Kuniyoshi is a marvelous story teller and a brilliant technician. His work is about movement and drama – theatrical in the best sense. The exhibitors had placed an open sketch book of his drawings at the beginning of the galleries. The page of drawings on view were stunning – all process and reworked lines. In this sketch book the creative act was on view, and it looked extremely contemporary. But what really took me aback was the strength of the line, the sureness of the execution. When he decided on something he was emphatic. We don’t draw like that any longer, unless we are tracing an image. Oh, we play the drawing game, sure, but it is removed from the act of seeing.
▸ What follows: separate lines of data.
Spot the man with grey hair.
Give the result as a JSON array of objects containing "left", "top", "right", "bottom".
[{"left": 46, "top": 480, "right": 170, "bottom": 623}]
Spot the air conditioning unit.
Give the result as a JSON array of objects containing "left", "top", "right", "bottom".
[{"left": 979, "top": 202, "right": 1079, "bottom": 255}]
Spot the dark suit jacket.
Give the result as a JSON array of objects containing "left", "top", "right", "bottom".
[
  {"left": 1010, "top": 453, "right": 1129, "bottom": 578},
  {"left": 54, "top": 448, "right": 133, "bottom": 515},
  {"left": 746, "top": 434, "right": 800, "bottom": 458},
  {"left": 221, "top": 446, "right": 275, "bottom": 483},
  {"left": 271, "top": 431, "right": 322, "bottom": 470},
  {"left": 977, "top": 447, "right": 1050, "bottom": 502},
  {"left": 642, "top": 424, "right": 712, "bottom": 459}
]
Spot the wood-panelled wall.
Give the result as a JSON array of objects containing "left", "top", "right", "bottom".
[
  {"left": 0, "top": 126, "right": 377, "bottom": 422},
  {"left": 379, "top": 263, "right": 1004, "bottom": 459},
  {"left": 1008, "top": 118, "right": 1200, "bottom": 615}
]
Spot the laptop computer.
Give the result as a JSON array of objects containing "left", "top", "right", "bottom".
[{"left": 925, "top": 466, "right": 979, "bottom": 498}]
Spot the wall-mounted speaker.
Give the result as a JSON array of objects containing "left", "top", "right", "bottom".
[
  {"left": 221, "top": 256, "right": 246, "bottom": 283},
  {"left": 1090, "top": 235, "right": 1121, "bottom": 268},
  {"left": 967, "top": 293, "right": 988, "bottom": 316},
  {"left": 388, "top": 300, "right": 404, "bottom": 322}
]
By that I mean we start the drawing knowing that we’re going to erase it, smear it, work the paper, tear into the surface. Our drawing is about the processes of working the drawing rather than involving ourselves in forming an image, and this “process” has become an academic/institutional preoccupation in so many studios. We don’t look or see our way to moving a line; we process the line, we distress and/or antique the paper, we concentrate on the effect of the materials. So, it’s always wonderful to see and be reminded of real visual thought in action – ideas pushing the image into view through the artist’s hand. You get a real jolt of this difference in our time and in this sketch book. But there were even more delights on the walls! Kuniyoshi was a master of technique and his work is dramatic, cinematic and way OTT. But for me it is his composition that is divine – in piece after piece he drives you straight into the visual sweet spot – pushing and pulling the rising subject through the ground.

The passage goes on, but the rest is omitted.